As she returned to London, she announced in a "status update" at Facebook that she was "back from Sunderland where I literally couldn't understand a word anyone said".
This may well have been an exaggeration. But I am glad to say that in common with others who ventured north for the event, she found plenty of compensation for the language difficulties.
Everyone was given a tour of the stadium, or that part of the stadium closest to the function room where the party took place. We saw the dressing rooms, the physio room, the cold tank into which injured players are required to plunge after leaving the pitch, the dug-outs and so on. Can you honestly claim to know of any finer way to spend your Saturday night?
A few of my guests also saw a little of the lovely village of Whitburn, a couple of miles up the coast. It has leafy lanes, lush lawns, cricket, stone-built cottages and a picturesque beach.

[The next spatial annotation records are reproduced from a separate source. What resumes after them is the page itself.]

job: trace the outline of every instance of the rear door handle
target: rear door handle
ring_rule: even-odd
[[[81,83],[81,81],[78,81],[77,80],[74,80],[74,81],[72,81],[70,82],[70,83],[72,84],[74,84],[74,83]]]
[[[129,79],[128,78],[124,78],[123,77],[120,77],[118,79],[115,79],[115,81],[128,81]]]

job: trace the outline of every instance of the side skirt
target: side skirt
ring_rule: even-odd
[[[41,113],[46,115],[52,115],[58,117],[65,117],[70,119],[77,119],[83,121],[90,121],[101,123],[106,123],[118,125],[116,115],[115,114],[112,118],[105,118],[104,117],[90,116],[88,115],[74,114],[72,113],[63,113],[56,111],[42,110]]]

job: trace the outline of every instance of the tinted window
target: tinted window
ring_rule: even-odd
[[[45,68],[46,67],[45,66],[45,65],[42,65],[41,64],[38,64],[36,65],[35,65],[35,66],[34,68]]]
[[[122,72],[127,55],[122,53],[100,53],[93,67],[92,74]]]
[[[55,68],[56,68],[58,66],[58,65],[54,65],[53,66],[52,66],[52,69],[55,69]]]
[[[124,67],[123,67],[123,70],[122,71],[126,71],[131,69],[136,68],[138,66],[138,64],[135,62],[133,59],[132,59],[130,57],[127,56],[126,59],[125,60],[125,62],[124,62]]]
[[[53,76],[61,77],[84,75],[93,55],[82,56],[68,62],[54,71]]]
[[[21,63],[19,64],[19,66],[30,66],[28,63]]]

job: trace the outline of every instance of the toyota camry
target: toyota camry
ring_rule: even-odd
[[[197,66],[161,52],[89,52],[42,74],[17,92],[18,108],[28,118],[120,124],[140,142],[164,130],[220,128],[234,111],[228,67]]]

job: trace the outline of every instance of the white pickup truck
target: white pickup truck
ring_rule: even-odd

Food was provided at the party, but I was taking no chances and arrived in the North East in time for a splendid seafood lunch - in Whitburn - washed down with champagne and Sancerre. Nothing is too good for the working class, as I may have observed before.
The friends who prepared this feast always insist on buying only langoustines that are "good-looking", tough as that may seem on specimens with more modest physical attributes.
In the event, stadium catering has improved since my last exposure to it, and there were murmurs of approval among my friends and relatives for the Thai chicken curry and exotic little brochettes (with shepherd's pie offered as a soft option for less adventurous souls).
It certainly had the edge on the fare available in the buffet car of our Grand Central train back to London next night. As if I had not suffered enough, watching Sunderland being hammered by pre-Abu Dhabi Man City and then getting soaked to the skin walking away from the ground, the only item of hot food was a solitary Cornish pasty. I cannot have been more than about fourth in the queue as the train pulled out of the grim Sunderland station.
It was fairly tasty, so I chose to share it only with Mme Salut, leaving the rest of the train to go hungry.
Football had naturally been the theme of the party, with many fellow Sunderland fans present. But other, equally sad aspects of my life were also reflected: family of course (a bunch of smurking Smogmonsters from down the road in Middlesbrough), folk music (Phil Steele, with whom I played my one and only professional gig, with these results), badminton (Martin Emmerson, still whingeing about the various thrashings I have dealt him on the courts of west London and County Durham) and work (a sprinkling of former Telegraph pals).
My birthday, age included, coincided with that of Derick Attwood, the father of a young reporter with whom I now work in Abu Dhabi. He had already celebrated his 60th while still 59, because his daughter was back home then but could not return to be with him on the day. How tempted I was to borrow one of his lines for my own speech...it went something like this:
At 20, you worry what people are thinking of you. At 40, you claim not to care what people think of you. At 60, you realise no one was thinking of you anyway.